Serum alpha-fetoprotein levels and liver histology in patients with chronic hepatitis C.

OBJECTIVE: The clinical and morphological significance of a raised alpha-fetoprotein ( AFP) level in patients with chronic hepatitis C is undefined. We sought to determine the relation between serum AFP level and liver histology in this population. METHODS: We reviewed the clinical and histological records of 200 consecutively evaluated patients with chronic hepatitis C whose serum AFP levels were recorded. Two groups were studied: group I = 125/200 (62%) patients with normal AFP, < 10 ng/ml; and group II = 75/200 (38%) patients with raised AFP, > 10 ng/ml. The groups were compared according to age, gender, duration of disease, histology, and history of alcohol abuse. RESULTS: There was no significant difference in serum AFP based on age, gender, alcohol consumption, or disease duration. Significant histological differences were observed: cirrhosis was present in 57 (45%) patients in group I versus 51 (68%) in group II (p < 0.001). Hepatocellular carcinoma was more frequent in group II (14/75 [19%]) than in group I (1/125 [1%]) (p < 0.001).

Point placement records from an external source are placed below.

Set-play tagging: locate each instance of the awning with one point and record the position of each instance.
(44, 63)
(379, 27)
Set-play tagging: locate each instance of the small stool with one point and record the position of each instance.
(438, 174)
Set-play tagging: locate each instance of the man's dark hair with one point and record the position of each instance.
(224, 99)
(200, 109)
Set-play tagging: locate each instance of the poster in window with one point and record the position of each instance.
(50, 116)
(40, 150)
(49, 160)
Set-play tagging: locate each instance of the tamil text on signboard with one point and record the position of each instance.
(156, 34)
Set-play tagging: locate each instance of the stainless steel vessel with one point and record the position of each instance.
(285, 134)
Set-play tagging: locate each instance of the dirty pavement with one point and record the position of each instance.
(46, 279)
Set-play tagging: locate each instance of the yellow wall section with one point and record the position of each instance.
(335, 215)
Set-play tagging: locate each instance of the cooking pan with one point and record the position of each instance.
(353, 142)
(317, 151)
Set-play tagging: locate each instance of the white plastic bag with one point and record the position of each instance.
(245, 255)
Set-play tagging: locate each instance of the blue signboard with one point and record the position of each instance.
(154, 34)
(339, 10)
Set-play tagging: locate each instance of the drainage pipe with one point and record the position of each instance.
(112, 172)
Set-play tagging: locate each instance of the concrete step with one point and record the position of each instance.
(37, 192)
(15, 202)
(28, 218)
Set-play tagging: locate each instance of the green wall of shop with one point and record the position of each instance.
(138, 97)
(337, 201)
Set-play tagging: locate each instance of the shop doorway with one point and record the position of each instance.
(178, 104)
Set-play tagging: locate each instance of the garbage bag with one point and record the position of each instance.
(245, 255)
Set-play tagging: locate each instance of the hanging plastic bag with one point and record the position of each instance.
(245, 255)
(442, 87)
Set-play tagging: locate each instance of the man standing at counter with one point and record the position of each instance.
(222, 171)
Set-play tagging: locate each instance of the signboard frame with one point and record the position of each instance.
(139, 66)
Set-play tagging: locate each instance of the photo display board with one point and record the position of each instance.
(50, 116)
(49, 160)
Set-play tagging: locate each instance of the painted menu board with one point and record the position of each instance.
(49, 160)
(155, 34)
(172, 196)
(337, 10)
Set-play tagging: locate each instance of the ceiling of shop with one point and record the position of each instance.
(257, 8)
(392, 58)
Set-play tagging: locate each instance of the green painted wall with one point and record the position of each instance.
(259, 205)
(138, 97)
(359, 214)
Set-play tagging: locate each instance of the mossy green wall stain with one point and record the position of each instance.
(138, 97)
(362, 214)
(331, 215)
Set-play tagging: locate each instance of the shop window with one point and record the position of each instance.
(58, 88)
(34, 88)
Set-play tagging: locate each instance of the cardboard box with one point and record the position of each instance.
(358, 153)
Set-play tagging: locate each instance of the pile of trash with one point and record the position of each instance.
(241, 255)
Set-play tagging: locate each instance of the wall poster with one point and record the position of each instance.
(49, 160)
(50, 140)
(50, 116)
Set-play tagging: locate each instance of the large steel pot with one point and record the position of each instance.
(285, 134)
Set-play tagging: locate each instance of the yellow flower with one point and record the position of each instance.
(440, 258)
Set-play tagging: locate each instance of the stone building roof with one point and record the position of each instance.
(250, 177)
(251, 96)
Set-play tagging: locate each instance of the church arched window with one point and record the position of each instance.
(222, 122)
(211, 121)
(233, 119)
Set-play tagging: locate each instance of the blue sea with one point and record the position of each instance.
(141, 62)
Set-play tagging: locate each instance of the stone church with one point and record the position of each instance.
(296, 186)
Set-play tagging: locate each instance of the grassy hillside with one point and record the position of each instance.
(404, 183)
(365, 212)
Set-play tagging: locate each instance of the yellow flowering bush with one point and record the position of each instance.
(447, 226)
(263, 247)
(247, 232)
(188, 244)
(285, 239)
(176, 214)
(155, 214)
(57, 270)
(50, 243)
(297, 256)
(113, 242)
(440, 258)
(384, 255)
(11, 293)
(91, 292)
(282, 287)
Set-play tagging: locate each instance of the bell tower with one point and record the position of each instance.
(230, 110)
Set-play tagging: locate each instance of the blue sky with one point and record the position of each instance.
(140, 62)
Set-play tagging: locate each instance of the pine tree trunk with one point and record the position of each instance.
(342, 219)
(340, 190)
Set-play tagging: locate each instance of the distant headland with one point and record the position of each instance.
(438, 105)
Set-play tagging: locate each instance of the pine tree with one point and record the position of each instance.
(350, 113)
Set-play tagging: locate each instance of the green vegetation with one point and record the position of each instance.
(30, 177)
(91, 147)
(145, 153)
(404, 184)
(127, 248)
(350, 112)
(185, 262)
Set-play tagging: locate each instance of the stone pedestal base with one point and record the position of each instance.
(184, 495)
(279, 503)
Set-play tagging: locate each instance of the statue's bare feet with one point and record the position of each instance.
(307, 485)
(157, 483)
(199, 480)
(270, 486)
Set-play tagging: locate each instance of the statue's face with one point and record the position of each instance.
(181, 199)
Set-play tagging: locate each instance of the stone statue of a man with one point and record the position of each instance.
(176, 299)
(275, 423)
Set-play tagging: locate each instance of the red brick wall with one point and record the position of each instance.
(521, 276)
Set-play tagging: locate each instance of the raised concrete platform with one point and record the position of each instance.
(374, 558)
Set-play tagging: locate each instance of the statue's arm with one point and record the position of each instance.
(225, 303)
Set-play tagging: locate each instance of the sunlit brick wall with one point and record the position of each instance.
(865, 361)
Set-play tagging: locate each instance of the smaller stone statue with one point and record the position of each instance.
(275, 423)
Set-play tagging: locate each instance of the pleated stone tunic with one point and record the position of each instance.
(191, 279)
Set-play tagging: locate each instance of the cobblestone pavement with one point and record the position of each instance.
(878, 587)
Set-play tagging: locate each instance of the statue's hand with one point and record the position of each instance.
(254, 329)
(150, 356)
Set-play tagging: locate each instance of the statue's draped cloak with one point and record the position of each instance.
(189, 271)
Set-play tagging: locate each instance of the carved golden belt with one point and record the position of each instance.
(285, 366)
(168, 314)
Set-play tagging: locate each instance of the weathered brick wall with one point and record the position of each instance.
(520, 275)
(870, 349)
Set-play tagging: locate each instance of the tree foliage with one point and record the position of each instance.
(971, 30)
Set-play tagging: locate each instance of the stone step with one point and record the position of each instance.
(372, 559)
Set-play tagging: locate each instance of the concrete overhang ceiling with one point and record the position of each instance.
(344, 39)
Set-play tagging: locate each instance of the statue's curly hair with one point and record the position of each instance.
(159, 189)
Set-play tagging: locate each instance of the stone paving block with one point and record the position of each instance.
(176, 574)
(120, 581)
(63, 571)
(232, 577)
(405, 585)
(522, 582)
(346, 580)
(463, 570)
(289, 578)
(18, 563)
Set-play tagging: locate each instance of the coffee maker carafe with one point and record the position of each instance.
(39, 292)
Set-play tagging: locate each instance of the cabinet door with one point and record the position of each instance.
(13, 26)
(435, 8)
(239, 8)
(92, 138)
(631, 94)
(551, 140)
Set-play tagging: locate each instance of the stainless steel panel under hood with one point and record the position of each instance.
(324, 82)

Ten of 77 (13%) noncirrhotic patients and 51/108 (47%) cirrhotic patients had a raised AFP (p < 0.002; relative risk, 3.262; confidence interval [C.I.], 1.912-5.564). A derived AFP level of 17.8 ng/ml maximized specificity for predicting histological outcome: one of 76 (1.3%), 29/108 (26.8%), and 14/15 (93.3%) patients were noncirrhotic, cirrhotic, or had HCC, respectively. This derived AFP value is 35% sensitive and 98.6% specific for cirrhosis, with a positive predictive value of 97.7%. CONCLUSION: A serum AFP level >17.8 ng/ml strongly suggests the diagnosis of cirrhosis in a population of patients with chronic hepatitis C.[1]

References

  1. Serum alpha-fetoprotein levels and liver histology in patients with chronic hepatitis C. Bayati, N., Silverman, A.L., Gordon, S.C. Am. J. Gastroenterol. (1998) [Pubmed]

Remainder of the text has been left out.